A publication of Bureau of Land Management in California

Issue 378 - 4/15/09

A black bear saunters in the snow Orange layers of poppies line a trail along the Merced River A student watches grunion hatch  A bighorn sheep stand atop a peak Close-up of Sean Curtis

- Not for educators only:
      - Wildlife trivia question of the week
      - More wildlife news: Bighorn sheep, Li'l Smokey, sage grouse
- Energy and alternative energy
- Wild horses and burros
- Alabama Hills
- Wildflowers
- OHV recreation
- Headlines and highlights: Desert OHV tour, coastal kiosk, jobs, more
- Meet your advisory council members
- Selected upcoming events
- National and/or Department of the Interior items: Stimulus water, Public Land Service Corps Act

Also see this issue of News.bytes online at:


A black bear saunters in the snow
Thumbnail from a photo by Tom Brakefield, California Academy of Sciences

Two of the following statements about black bears are true. Which two?
(a.) Most black bears are timid and will not fight unless threatened
(b.) They mostly hunt during the day, and retreat to secluded areas to sleep at night
(c.) They eat bees
(d.) Leaving food out for them helps them survive
(e.) They most commonly hibernate in caves
(f.) The Black Bear Fund receives a royalty payment on each sale of Gummi bears
-- but only for the licorice ones
------> See answer near the end of this issue of News.bytes.

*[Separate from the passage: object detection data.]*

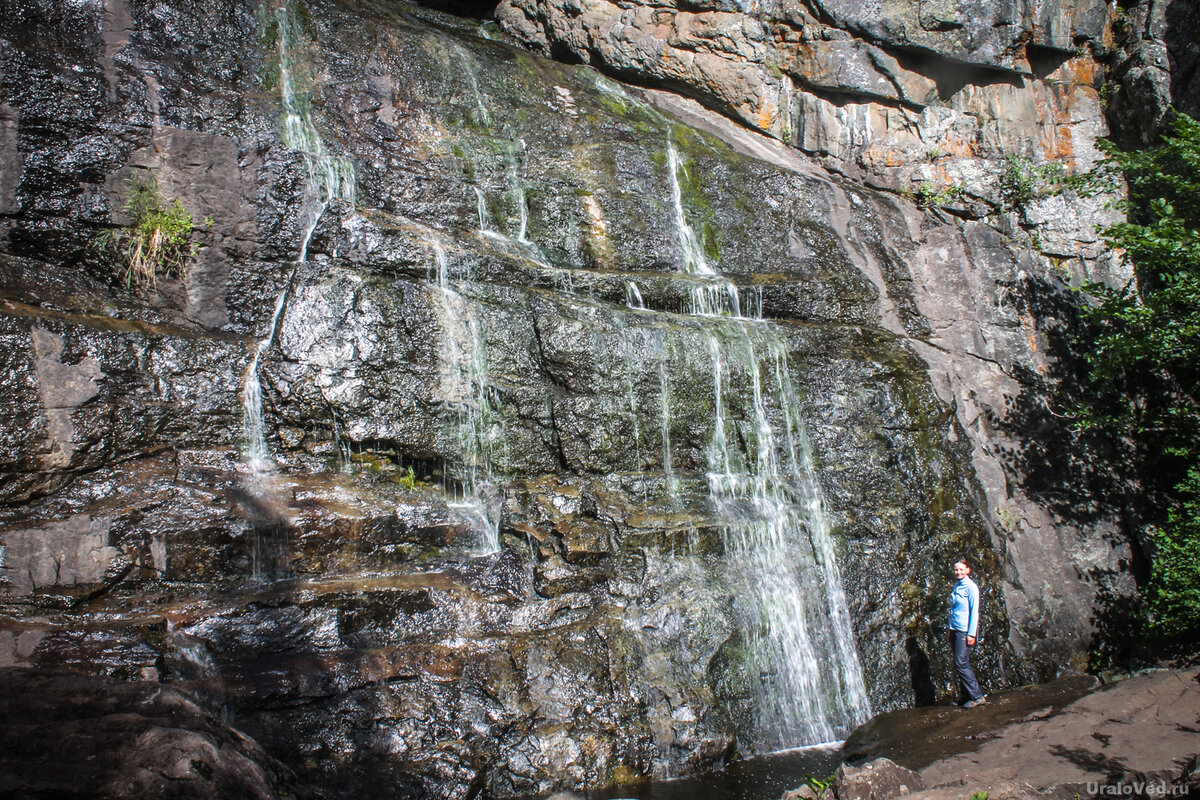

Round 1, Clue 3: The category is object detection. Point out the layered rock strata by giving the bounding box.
[0,0,1152,798]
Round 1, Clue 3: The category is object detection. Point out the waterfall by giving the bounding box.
[241,0,355,475]
[667,136,742,317]
[430,243,500,555]
[659,138,870,752]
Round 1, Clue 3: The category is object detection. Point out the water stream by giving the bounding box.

A bighorn sheep stand atop a peak"Bighorn sheep's protected habitat to shrink 55%" (San Diego Union-Tribune, 4/14/09)
"The rebounding but still endangered Peninsular bighorn sheep will lose 55 percent of its federally protected habitat, a development that will likely trigger a lawsuit from environmentalists. U.S. Fish and Wildlife Service officials will announce their downsizing strategy for the iconic animal today." Much of the peninsular bighorn's sheep is on BLM-managed lands.

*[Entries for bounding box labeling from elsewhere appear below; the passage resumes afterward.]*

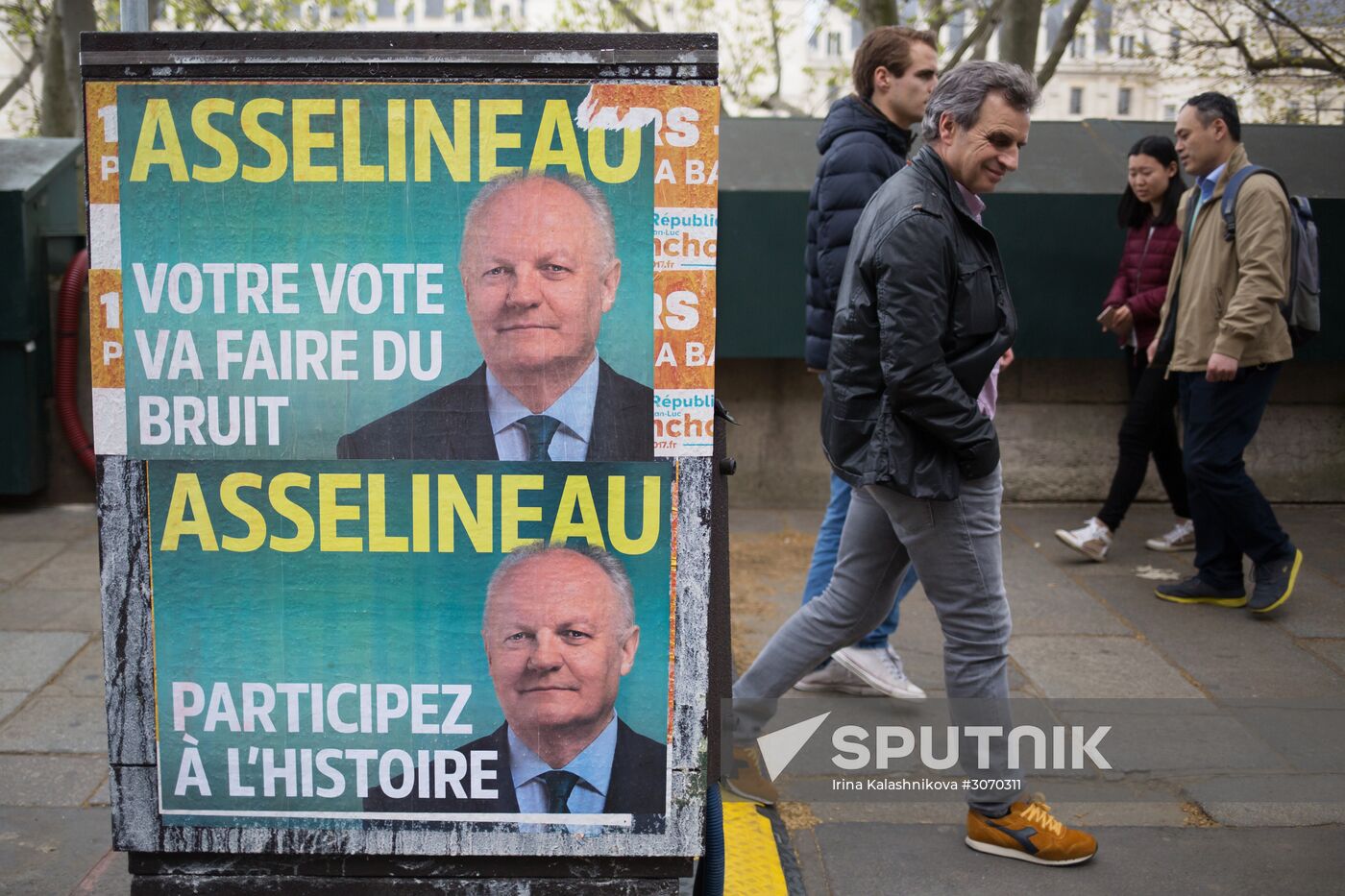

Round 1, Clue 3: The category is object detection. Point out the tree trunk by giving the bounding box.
[37,10,77,137]
[57,0,98,137]
[999,0,1042,71]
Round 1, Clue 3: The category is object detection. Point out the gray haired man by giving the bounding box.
[726,61,1097,865]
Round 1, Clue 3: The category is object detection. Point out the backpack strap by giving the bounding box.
[1218,165,1294,242]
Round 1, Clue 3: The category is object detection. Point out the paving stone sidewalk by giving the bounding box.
[0,504,1345,896]
[730,504,1345,896]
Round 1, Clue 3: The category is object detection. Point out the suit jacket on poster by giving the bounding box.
[336,358,653,460]
[364,718,667,832]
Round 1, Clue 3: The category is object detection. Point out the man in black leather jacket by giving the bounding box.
[733,61,1097,865]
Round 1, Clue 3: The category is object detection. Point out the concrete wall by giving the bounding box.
[716,358,1345,507]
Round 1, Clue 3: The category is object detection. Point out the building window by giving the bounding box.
[948,10,967,47]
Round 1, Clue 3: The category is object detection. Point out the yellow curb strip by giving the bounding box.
[723,801,790,896]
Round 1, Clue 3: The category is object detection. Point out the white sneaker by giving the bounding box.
[1144,517,1196,553]
[794,664,882,697]
[831,644,925,699]
[1056,517,1111,564]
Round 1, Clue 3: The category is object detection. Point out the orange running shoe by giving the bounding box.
[967,796,1097,865]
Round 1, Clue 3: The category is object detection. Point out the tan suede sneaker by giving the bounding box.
[967,798,1097,865]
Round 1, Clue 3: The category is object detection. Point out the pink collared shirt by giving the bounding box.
[954,181,999,420]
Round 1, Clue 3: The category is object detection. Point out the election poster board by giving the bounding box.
[85,33,719,856]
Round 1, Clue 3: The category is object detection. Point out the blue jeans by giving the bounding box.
[1177,363,1294,590]
[733,469,1016,816]
[803,473,920,645]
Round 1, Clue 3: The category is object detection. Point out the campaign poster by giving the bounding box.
[87,82,719,462]
[148,462,672,833]
[86,81,719,852]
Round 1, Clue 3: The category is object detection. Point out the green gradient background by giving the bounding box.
[117,84,653,460]
[148,462,672,826]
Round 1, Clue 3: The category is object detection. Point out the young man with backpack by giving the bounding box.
[1149,93,1304,614]
[796,26,939,699]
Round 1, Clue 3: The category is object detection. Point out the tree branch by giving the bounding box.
[1258,0,1341,64]
[942,0,1006,71]
[0,48,41,109]
[1037,0,1089,87]
[608,0,658,34]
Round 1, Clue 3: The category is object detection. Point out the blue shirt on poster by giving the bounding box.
[485,353,598,460]
[508,713,616,815]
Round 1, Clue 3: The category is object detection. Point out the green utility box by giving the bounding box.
[0,138,85,496]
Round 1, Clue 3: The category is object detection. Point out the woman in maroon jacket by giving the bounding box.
[1056,137,1196,563]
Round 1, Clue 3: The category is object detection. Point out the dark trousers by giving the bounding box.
[1097,349,1190,531]
[1174,363,1294,588]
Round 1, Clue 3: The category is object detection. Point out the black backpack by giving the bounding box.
[1220,165,1322,349]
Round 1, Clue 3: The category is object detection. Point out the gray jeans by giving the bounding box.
[733,469,1016,815]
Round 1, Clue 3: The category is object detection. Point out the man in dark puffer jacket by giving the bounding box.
[796,26,939,699]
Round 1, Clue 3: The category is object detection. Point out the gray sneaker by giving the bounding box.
[1144,518,1196,553]
[794,662,884,697]
[831,645,925,699]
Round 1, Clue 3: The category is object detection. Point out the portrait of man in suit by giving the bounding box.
[364,544,667,830]
[336,174,653,460]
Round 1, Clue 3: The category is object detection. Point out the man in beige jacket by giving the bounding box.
[1149,93,1304,614]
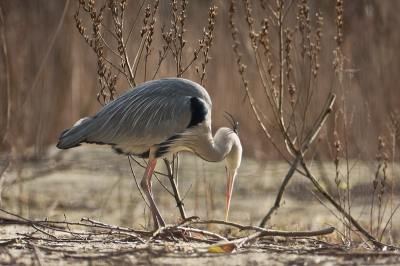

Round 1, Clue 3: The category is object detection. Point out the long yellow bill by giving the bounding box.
[225,169,236,221]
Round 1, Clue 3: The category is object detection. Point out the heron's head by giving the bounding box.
[225,130,242,220]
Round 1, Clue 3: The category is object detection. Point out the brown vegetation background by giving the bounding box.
[0,0,400,164]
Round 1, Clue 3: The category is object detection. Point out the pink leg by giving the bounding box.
[140,159,165,229]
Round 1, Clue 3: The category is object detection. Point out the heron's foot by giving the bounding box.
[178,216,200,226]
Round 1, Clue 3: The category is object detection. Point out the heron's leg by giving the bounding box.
[140,159,165,229]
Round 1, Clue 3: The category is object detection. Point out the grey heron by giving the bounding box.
[57,78,242,228]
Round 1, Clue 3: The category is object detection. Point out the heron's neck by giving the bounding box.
[190,125,241,162]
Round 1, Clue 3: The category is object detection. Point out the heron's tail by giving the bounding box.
[57,117,91,150]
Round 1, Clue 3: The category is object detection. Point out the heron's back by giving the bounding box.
[57,78,211,155]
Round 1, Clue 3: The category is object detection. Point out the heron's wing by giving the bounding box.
[58,79,211,151]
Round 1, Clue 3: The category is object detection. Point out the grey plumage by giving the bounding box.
[57,78,211,155]
[57,78,242,228]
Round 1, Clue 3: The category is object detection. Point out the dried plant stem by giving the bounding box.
[260,94,336,227]
[2,0,70,142]
[300,159,381,247]
[0,6,11,143]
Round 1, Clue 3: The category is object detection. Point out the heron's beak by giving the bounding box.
[225,169,237,220]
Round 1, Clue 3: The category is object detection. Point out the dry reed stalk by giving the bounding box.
[229,0,390,246]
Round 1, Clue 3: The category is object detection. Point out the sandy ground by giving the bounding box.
[0,147,400,265]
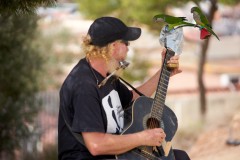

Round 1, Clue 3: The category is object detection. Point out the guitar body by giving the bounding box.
[116,96,178,160]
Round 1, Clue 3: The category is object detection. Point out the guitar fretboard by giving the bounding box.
[151,49,175,121]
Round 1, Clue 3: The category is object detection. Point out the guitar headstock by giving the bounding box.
[159,25,183,54]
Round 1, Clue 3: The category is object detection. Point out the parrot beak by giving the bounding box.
[191,8,194,13]
[153,17,163,22]
[200,28,211,39]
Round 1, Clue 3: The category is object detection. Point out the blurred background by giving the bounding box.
[0,0,240,160]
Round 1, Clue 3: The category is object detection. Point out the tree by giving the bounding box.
[0,0,53,156]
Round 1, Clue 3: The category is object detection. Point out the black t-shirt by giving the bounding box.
[58,58,132,160]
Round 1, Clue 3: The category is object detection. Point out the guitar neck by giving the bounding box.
[151,48,175,120]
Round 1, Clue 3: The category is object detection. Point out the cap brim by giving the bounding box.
[122,27,141,41]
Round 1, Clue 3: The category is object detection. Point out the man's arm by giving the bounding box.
[82,128,166,156]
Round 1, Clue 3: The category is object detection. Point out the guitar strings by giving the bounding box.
[149,55,171,131]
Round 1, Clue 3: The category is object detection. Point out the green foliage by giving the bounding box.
[0,15,43,152]
[76,0,121,19]
[0,0,55,14]
[76,0,187,31]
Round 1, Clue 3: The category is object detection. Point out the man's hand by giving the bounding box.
[138,128,166,146]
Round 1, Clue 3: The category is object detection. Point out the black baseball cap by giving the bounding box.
[88,17,141,47]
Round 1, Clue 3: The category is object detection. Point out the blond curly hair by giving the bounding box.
[81,35,112,62]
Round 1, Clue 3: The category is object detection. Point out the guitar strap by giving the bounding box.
[118,77,145,96]
[60,107,85,146]
[60,77,144,146]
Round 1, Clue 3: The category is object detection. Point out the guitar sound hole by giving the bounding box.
[147,118,160,129]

RELATED: "Plan to trim sheep habitat draws fire" (Palm Springs Desert Sun, 4/14/09)
"Conservation groups blasted a U.S. Fish and Wildlife Service proposal that more than halves the amount of protected habitat for Peninsular bighorn sheep from 2001 levels.
The new proposal abandons protections for migration corridors, steep slopes, intervening alluvial terraces and canyon bottoms -- all critical for the bighorn's survival and recovery," conservation groups said.

RELATED: "U.S. Fish and Wildlife Service revises critical habitat for peninsular bighorn sheep" (U.S. Fish & Wildlife Service news release, 4/14/09)
"Approximately 376,938 acres of habitat in portions of Riverside, San Diego, and Imperial counties, California are included in the revised final designation. This is a reduction of approximately 467,959 acres from the original 2001 critical habitat designation."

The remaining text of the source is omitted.